The obturator system of FIG. 16 allows the access cannula to be aseptically positioned within a stomach wall incision. As shown, a transparent septum 214 covers the obturator and is sealed around the circumference of the cannula. The septum 214 seals the distal ends of the obturator and cannula so as to maintain a sterile environment within the cannula allowing clean passage of instruments into the peritoneal space. The transparent material of the septum allows visualization of structures outside the distal end of the obturator 200 and cannula 210 using endoscope 216. Septum 214 is preferably coupled to the obturator tip 202.
According to one method of placing the cannula 10 using the access system of FIG. 16, the system is advanced through the esophagus and into contact or close proximity with the stomach wall W under visualization using endoscope 16 (FIG. 17A). Needle 218 is advanced through the cannula and out the distal end of the obturator, perforating both the septum 214 (see FIGS. 15 and 16) and the stomach wall W. (FIGS. 17B and 17C). If insufflation is needed for visualization within the peritoneal cavity, the cavity may be insufflated using gas directed through the needle 218.
Balloon dilator 220 is advanced through the incision I (FIG. 17D) and the locking element 212 is retracted (FIG. 17E). A stream 221 of sterile saline or other substance (e.g. antiseptic) may be directed through the cannula 10 to the stomach wall or incision during any part of the procedure.
The obturator tip 204 is retracted as shown in FIGS. 17F and 17G by sliding the shaft 202 of the obturator in a proximal direction. Retraction of the obturator tip 204 also retracts the septum 214 as shown. The balloon 220 is expanded to dilate the incision I. FIGS. 17 H-17I. The beveled edge of the cannula and expansion of the balloon create an isodiametric fit with the stomach wall surrounding the incision, facilitating advancement of the cannula through the incision. In an alternative embodiment shown in FIG. 18, the proximal portion of the balloon may include a proximal taper 222 to facilitate advancement of the cannula by orienting the edges of the incision towards the cannula 10. FIG. 19 illustrates that the dilation balloon 220 may include an outer annular balloon 224 that expands in a proximal direction, driving tissue surrounding the incision over the edges of the cannula 10. Once the incision I has been dilated, the cannula 10 is advanced through the incision and the anchoring balloons 20 a, 20 b are expanded as discussed above. FIG. 17K.
In a slight modification to the method described in connection with FIGS. 17 A-17I, the obturator and septum may be retracted prior to penetration using the needle 218 so as to create suction against the stomach wall, thus provided counter-traction for the advancement of the needle. In either case, suction may be applied through the obturator or access cannula to engage the stomach wall for penetration.

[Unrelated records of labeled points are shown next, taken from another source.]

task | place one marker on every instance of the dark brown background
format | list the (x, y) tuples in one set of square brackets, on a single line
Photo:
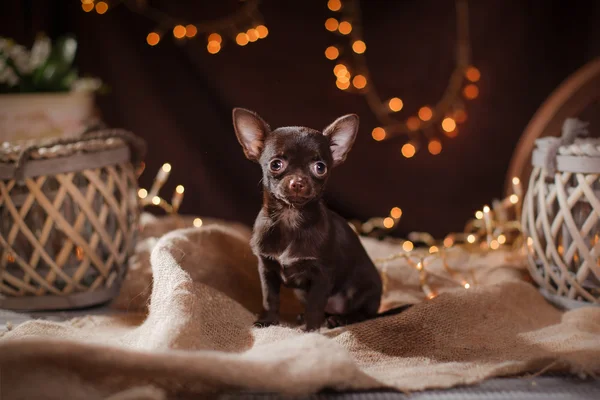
[(179, 97)]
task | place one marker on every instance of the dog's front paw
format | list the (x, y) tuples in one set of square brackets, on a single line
[(264, 322)]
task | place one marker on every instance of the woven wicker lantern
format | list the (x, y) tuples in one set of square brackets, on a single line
[(68, 218), (561, 217)]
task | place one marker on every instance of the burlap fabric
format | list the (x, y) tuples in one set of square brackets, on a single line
[(189, 331)]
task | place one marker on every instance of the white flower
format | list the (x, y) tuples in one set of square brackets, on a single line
[(8, 76), (20, 57), (40, 52)]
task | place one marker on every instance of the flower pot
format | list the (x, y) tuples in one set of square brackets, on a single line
[(35, 116)]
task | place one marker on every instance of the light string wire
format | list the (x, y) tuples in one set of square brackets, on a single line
[(357, 78), (244, 26)]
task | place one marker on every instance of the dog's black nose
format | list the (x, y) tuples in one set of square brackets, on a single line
[(297, 185)]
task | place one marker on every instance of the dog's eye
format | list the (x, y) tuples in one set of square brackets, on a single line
[(276, 165), (320, 168)]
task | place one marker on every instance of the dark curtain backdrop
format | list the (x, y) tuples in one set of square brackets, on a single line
[(179, 97)]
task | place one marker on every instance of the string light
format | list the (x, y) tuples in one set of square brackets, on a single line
[(425, 113), (213, 47), (247, 17), (359, 81), (152, 198), (242, 39), (396, 212), (471, 92), (395, 104), (359, 47), (252, 35), (332, 53), (262, 31), (448, 124), (153, 38), (190, 30), (473, 74), (378, 133), (408, 150), (101, 7), (434, 147), (331, 24), (449, 106), (334, 5), (345, 27)]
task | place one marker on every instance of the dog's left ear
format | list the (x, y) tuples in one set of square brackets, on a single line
[(341, 133)]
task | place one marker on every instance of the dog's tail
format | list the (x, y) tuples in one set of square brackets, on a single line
[(394, 311)]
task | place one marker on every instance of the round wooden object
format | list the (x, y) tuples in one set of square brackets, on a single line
[(67, 223), (570, 99)]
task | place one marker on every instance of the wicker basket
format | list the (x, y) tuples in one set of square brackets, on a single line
[(68, 217), (561, 218)]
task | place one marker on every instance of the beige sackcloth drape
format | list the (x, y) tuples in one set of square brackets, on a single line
[(191, 295)]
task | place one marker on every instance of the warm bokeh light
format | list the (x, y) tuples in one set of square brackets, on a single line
[(395, 104), (396, 212), (332, 53), (252, 34), (472, 74), (408, 150), (213, 47), (191, 30), (359, 47), (153, 38), (378, 134), (388, 222), (179, 31), (413, 123), (359, 81), (343, 84), (460, 116), (471, 92), (452, 134), (331, 24), (101, 7), (345, 27), (434, 147), (448, 124), (215, 37), (262, 31), (340, 70), (425, 113), (334, 5), (242, 38)]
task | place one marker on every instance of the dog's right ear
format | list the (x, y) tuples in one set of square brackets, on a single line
[(250, 130)]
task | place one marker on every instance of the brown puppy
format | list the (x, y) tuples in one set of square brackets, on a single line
[(299, 242)]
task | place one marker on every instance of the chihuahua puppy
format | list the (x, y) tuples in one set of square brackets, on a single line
[(299, 242)]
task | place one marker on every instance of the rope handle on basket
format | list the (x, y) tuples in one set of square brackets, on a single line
[(137, 145), (571, 130)]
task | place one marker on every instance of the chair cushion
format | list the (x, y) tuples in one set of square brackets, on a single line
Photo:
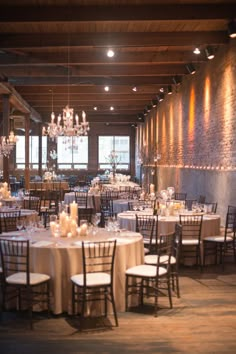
[(190, 242), (145, 270), (92, 279), (152, 259), (20, 278), (220, 239)]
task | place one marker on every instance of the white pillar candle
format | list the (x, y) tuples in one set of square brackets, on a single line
[(52, 227), (83, 230), (152, 188), (74, 210), (73, 227)]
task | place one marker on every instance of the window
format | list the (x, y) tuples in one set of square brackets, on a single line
[(72, 152), (119, 144), (33, 151)]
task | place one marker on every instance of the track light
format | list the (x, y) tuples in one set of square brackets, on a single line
[(190, 68), (140, 116), (196, 51), (110, 53), (161, 97), (232, 29), (148, 108), (169, 90), (177, 80), (154, 103), (209, 53)]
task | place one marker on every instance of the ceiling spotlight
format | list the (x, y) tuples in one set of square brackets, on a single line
[(154, 103), (177, 80), (190, 69), (169, 90), (148, 108), (197, 51), (209, 53), (110, 53), (232, 29), (140, 116), (161, 97)]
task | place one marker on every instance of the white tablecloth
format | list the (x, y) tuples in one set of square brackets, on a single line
[(70, 197), (210, 225), (62, 257)]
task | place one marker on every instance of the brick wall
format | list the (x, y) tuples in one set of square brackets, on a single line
[(196, 132)]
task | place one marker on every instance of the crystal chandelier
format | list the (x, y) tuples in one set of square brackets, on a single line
[(7, 144), (66, 124)]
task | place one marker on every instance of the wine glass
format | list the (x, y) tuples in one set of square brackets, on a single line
[(95, 220), (19, 224)]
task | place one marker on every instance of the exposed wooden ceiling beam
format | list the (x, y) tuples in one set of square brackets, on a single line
[(99, 57), (138, 39), (51, 81), (96, 71), (42, 91), (159, 12)]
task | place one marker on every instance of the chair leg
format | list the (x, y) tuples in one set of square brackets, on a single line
[(73, 298), (48, 297), (114, 308), (169, 292), (126, 292)]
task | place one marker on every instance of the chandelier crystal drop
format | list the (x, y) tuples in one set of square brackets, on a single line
[(7, 144), (66, 125)]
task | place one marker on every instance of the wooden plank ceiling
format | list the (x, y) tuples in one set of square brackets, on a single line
[(54, 52)]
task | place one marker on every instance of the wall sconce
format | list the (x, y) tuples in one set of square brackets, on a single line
[(209, 53), (190, 68), (161, 97), (140, 117), (177, 80), (232, 29), (154, 103), (169, 90), (148, 108)]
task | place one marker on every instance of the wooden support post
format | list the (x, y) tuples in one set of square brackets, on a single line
[(27, 143), (6, 126)]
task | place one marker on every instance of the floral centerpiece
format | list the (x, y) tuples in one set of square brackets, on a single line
[(113, 159)]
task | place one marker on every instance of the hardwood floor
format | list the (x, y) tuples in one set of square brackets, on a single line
[(203, 320)]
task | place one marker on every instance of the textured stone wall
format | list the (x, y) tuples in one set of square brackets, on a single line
[(196, 132)]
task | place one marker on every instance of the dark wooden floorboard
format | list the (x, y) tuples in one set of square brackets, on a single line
[(203, 320)]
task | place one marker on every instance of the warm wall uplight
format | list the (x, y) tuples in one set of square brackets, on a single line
[(196, 51), (191, 122), (110, 53), (207, 103)]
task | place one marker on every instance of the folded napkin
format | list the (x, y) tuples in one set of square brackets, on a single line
[(43, 243)]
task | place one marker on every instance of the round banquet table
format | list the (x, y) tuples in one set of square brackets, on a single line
[(210, 225), (120, 205), (70, 197), (62, 257)]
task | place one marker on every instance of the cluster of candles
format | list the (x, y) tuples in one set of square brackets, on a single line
[(4, 191), (68, 224)]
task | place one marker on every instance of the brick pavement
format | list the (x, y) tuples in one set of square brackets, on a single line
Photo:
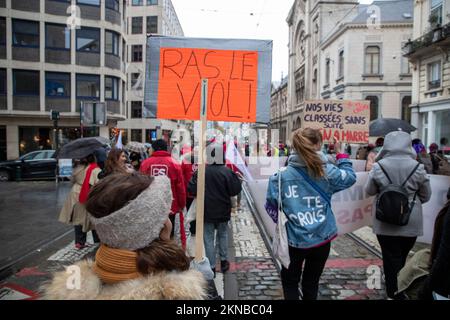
[(257, 278), (345, 276)]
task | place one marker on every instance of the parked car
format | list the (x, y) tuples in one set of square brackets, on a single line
[(34, 165)]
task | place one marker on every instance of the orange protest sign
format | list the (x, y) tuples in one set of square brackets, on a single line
[(232, 84)]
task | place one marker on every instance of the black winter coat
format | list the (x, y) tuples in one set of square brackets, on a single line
[(220, 185)]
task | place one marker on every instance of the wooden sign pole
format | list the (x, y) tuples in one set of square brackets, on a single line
[(201, 174)]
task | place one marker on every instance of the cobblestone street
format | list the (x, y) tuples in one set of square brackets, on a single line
[(345, 276), (253, 274)]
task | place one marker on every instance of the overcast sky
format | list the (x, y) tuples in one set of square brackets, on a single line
[(242, 19)]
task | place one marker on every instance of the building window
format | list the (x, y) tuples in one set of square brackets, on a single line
[(136, 81), (57, 36), (136, 25), (434, 75), (152, 24), (57, 84), (314, 83), (406, 110), (341, 64), (88, 40), (136, 135), (150, 135), (136, 53), (2, 82), (89, 2), (111, 88), (327, 71), (2, 31), (112, 43), (374, 107), (372, 65), (112, 4), (88, 86), (26, 83), (405, 66), (435, 18), (442, 133), (136, 109), (25, 33)]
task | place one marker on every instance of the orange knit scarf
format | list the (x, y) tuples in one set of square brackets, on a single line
[(115, 265)]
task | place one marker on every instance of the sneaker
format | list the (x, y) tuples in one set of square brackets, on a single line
[(80, 246), (224, 266)]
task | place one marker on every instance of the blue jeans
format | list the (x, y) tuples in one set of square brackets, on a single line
[(209, 240)]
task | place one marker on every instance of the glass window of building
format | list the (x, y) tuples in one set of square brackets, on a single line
[(112, 4), (25, 33), (436, 13), (88, 86), (136, 135), (136, 81), (406, 110), (111, 88), (136, 53), (434, 75), (327, 71), (136, 109), (89, 2), (150, 135), (341, 64), (372, 65), (443, 130), (152, 24), (2, 82), (374, 107), (26, 83), (136, 25), (112, 43), (88, 39), (57, 84), (57, 36), (2, 31)]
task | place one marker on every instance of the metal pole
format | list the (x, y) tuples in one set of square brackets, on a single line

FIG. 20A shows an alternative access system for use in aseptically positioning the access cannula 10. The FIG. 20A system, which is similar to the FIG. 16 system, includes cannula 10, obturator 200, a balloon dilator 220 having a retractable needle tip 218, and a septum 214 a. In this embodiment, the obturator and septum are independent structures. The tip of the septum 214 a includes an o-ring 230 having notches 232. The center of the o-ring is covered by the septum to seal the distal end of the cannula and obturator. During use of the FIG. 20A embodiment, needle 218 and balloon dilator 220 are advanced through the o-ring 230, penetrating the septum 214 a and the stomach wall W as shown in FIG. 20C. Expansion of balloon dilator 220 ruptures the o-ring 230 and the septum as shown in FIG. 20D.

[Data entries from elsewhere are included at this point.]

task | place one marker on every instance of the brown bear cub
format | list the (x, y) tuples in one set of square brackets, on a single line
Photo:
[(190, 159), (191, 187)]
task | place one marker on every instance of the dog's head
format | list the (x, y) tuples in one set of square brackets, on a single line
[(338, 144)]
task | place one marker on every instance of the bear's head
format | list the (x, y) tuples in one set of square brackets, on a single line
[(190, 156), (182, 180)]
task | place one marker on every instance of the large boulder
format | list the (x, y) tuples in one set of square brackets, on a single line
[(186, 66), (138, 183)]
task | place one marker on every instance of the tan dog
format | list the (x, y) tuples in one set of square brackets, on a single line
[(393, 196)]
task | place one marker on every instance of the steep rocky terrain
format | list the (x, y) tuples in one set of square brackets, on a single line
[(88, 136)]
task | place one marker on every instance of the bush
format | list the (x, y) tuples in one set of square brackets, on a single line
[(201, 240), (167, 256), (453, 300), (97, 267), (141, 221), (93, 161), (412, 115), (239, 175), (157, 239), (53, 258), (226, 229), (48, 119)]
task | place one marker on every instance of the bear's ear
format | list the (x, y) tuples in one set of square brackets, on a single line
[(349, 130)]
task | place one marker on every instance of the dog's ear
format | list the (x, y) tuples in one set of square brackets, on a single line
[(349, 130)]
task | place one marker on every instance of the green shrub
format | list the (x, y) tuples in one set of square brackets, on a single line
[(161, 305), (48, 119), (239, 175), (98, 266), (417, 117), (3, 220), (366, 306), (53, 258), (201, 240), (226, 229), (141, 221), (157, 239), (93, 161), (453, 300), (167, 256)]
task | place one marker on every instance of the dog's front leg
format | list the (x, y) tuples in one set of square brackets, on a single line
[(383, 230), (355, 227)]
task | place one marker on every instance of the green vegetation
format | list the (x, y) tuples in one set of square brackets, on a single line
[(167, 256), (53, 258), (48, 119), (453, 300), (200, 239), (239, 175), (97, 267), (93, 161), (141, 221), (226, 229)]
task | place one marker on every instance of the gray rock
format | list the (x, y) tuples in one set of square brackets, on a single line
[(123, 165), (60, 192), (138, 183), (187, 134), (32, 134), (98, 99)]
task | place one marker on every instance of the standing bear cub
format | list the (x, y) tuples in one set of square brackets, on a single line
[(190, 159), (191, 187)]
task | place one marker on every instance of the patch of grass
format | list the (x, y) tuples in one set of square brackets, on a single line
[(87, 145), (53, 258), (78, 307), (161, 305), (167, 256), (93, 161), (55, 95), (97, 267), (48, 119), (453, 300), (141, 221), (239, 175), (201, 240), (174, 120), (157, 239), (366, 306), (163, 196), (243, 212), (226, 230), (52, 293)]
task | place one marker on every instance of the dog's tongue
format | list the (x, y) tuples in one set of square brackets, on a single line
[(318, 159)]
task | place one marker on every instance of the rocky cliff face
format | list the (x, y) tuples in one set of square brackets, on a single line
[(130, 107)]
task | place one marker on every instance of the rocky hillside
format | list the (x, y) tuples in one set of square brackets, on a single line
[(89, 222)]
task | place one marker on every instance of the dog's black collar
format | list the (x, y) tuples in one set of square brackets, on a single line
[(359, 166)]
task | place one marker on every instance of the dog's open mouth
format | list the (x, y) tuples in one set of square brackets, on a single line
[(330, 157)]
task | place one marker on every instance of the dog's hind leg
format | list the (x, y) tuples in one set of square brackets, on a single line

Another alternative embodiment shown in FIGS. 21A through 22B is similar to the FIG. 20A embodiment in that the balloon dilator 220 is used to rupture the septum 214 b. Referring to FIG. 21B, after the obturator 202 is retracted, the septum 214 b is pressurized and stretched to a tensioned state using sterile saline. When the septum 214 b is penetrated and ruptured using the balloon dilator, the ruptured septum gathers on the exterior of the cannula 10, forming a stop 234 to prevent inadvertent advancement of the cannula 10 further into the stomach, and additionally forming a seal around the incision. O-ring 230 a may be sufficiently large that it will not rupture in response to expansion of the dilator, but will instead retract towards the exterior surface of the cannula when the septum is ruptured.

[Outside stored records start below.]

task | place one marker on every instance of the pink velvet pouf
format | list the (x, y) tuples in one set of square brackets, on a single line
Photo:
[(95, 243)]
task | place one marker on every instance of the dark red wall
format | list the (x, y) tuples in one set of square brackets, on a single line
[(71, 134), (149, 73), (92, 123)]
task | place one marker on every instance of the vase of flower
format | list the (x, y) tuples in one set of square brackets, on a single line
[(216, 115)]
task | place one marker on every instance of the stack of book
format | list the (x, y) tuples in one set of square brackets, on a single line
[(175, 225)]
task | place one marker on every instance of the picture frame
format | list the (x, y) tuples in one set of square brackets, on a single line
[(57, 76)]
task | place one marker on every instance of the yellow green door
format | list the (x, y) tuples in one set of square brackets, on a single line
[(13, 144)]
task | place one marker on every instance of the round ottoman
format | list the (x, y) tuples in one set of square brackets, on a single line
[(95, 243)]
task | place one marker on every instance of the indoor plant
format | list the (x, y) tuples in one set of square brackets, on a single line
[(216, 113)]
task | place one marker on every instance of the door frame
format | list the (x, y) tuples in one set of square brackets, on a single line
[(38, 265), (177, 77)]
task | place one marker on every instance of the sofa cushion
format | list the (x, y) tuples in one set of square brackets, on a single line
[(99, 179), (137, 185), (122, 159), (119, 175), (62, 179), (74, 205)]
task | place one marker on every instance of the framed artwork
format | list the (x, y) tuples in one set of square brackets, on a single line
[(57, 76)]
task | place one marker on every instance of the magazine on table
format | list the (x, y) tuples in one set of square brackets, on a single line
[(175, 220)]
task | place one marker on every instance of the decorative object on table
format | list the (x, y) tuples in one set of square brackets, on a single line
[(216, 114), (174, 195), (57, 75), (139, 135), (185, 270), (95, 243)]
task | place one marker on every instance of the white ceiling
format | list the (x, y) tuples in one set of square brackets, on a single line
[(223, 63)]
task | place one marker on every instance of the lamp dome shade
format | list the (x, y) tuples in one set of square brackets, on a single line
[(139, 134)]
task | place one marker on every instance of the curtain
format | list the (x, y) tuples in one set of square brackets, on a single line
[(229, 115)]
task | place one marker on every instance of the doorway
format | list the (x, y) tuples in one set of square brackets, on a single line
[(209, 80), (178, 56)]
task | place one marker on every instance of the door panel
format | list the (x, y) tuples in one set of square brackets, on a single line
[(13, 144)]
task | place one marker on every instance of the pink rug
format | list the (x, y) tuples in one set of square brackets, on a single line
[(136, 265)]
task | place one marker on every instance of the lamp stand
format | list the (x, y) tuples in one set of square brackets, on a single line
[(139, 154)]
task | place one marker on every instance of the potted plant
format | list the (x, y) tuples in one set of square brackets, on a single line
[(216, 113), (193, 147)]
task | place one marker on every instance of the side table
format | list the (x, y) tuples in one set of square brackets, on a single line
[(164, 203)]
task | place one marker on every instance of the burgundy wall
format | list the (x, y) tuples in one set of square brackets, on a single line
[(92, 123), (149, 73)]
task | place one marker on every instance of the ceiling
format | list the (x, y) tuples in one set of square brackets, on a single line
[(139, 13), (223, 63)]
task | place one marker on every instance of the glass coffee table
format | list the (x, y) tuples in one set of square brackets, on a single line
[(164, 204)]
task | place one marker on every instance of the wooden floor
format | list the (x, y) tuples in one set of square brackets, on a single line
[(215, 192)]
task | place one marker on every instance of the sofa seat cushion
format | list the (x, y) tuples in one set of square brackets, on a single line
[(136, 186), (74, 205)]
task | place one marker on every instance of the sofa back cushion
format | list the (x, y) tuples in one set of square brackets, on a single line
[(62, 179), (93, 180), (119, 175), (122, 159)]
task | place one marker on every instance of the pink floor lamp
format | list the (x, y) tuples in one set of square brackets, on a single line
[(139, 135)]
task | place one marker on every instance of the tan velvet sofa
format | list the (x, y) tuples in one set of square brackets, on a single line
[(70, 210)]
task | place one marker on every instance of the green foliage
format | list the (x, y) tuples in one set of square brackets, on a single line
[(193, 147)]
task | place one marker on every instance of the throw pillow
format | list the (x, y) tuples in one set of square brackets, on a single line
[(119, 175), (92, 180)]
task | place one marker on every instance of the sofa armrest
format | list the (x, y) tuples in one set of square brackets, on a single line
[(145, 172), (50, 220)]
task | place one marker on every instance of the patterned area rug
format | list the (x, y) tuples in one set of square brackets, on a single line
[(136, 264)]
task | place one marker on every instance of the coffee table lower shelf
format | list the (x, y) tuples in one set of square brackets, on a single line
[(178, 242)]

As illustrated in FIG. 23, an alternative obturator 236 includes a tapered tip 238 on a braided shaft 240. A lumen 242 in the shaft 240 and tip 238 is fluidly coupled to a duckbill valve 244, which remains closed except when the needle and balloon dilator are passed through it. An o-ring seal 246 seals the obturator against the interior surface of the cannula 10.
FIG. 24 illustrates a dilator that may be used with any of the disclosed embodiments. Dilator 248 includes a tip having an off-set taper. A transparent window 250 is positioned to allow viewing of the target tissue using an endoscope although the entire dilator tip may also be transparent. Flush ports 252 are positioned to direct a sterile saline solution or an antiseptic agent into contact with the stomach wall before and/or during penetration of the wall. A needle sheath 254 having a safety needle extendable from it is used to penetrate the stomach wall.
As discussed earlier, the anchors described above may be left behind to close the incision formed in the stomach wall or the wall of another body cavity. FIGS. 25A-25C show other closure devices that may be endoscopically implanted to close the incision formed in the stomach wall or other body wall. For simplicity, any type of opening formed in the body wall (including but not limited to the dilated needle punctures described above) will be referred to as an incision. In general, the closure devices comprise a pair of expandable portions, one of which is positioned inside the stomach and the other of which is positioned on the stomach exterior. A connecting feature extends between the expandable portions and is generally positioned extending through the incision. The closure devices seal the incision preventing passage of fluids or material from stomach into the peritoneal cavity. They are preferably bioabsorbable/bioerodible implants, but may instead be permanent implants.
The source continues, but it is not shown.